Fuller: So, if a policy driver of the CCP is to effectively disconnect financial institutions, then it’s not going to stop at CDS, is it?
Manning: No. It’s already there for interest rate swaps and we should expect that it will expand in terms of coverage and participation. You also go back to one of Bob’s early points, which is that bringing in a CCP brings other regulatory challenges and the need to ensure that the CCP is super-robust and able to operate as one of the best credits in the market. It’s like putting all of your eggs in one basket, as
long as you then watch that basket very carefully. So, while the role of a CCP will go beyond the CDS market, there are likely to be a number of prerequisites in terms of standardisation, pricing and the reliability of valuations, before that can be put effectively in place.
Lovett: The way that a CDS is constructed, with a fixed coupon in a central clearing house, all those issues disappear, and so if a counterparty fails, there’s actually nothing to do. If you’re operating across the whole market in terms of the inter-connectiveness of derivative trades, you could see a scenario where there’s very limited cross over in terms of unwinding. Where it would become more complicated is the collateral side and obviously that’s where the huge numbers are involved, and that was what brought Lehman down – they had no collateral. We need to be focusing on the collateral side.

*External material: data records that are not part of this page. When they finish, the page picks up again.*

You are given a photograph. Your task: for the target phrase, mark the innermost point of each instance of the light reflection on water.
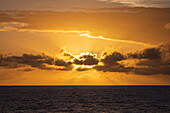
(85, 99)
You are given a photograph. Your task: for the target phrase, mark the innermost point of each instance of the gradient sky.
(84, 42)
(69, 4)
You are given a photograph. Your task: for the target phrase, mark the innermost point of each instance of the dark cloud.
(86, 59)
(66, 54)
(112, 58)
(113, 68)
(150, 61)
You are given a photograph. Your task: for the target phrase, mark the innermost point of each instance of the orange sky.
(113, 46)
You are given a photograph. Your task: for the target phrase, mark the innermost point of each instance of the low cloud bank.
(150, 61)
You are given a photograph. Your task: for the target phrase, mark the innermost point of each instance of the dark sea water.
(108, 99)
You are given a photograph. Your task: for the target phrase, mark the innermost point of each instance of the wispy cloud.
(142, 3)
(115, 40)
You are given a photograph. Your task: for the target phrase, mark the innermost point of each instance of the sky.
(84, 42)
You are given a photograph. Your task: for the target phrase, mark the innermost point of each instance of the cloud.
(86, 59)
(149, 53)
(150, 61)
(142, 3)
(35, 61)
(112, 58)
(88, 35)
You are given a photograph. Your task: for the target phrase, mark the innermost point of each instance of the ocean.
(85, 99)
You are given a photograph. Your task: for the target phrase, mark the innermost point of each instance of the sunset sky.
(84, 42)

Manning: That’s absolutely right. This goes back to the amenability of particular products to central clearing. If products such as credit derivatives can be sufficiently standardised, then you can realise the benefits of central counterparty clearing.
Fuller: If there were one or two things that you could do in the Australian market to radically improve investor confidence and to bring the capital markets back, what would they be?
Camilleri: We’ve all learnt a lot about the GFC, how it was caused and where we’re going. Regulators have looked at all the value chain and said ‘okay, we’re going to regulate rating agencies’, for example, so there’s one outcome. It’s set to improve the whole process but if we’re about to do that, we’ve got to go through the whole learning outcome and look at even things like companies who are providing pricing to the market. Should they be regulated? Are they transparent enough the way they interact with the market? There are debates about liquidity, and how mark to market should work and that will be debated for ever and a day.
Lovett: It is hard to know what we in Australia can do to increase investor confidence, we have a very stable financial system that’s certainly out-performed the rest of the globe. Further investor confidence is really going to come from what happens overseas more so than here and it is the same situation with regulation. We are always going to be captive to global developments to a large degree.
Blackburn: I agree with that. We need to maintain world’s best practice and, given the rate of change internationally, we need to keep a close eye on that change and keep pace with it. Industry is moving very quickly, and the industry initiatives that are underway to address those international themes are very important – particularly those in the securitisation and CDS markets. And, as I said above, if industry is too slow to develop responses in Australia, or doesn’t do this, then regulatory support is another option.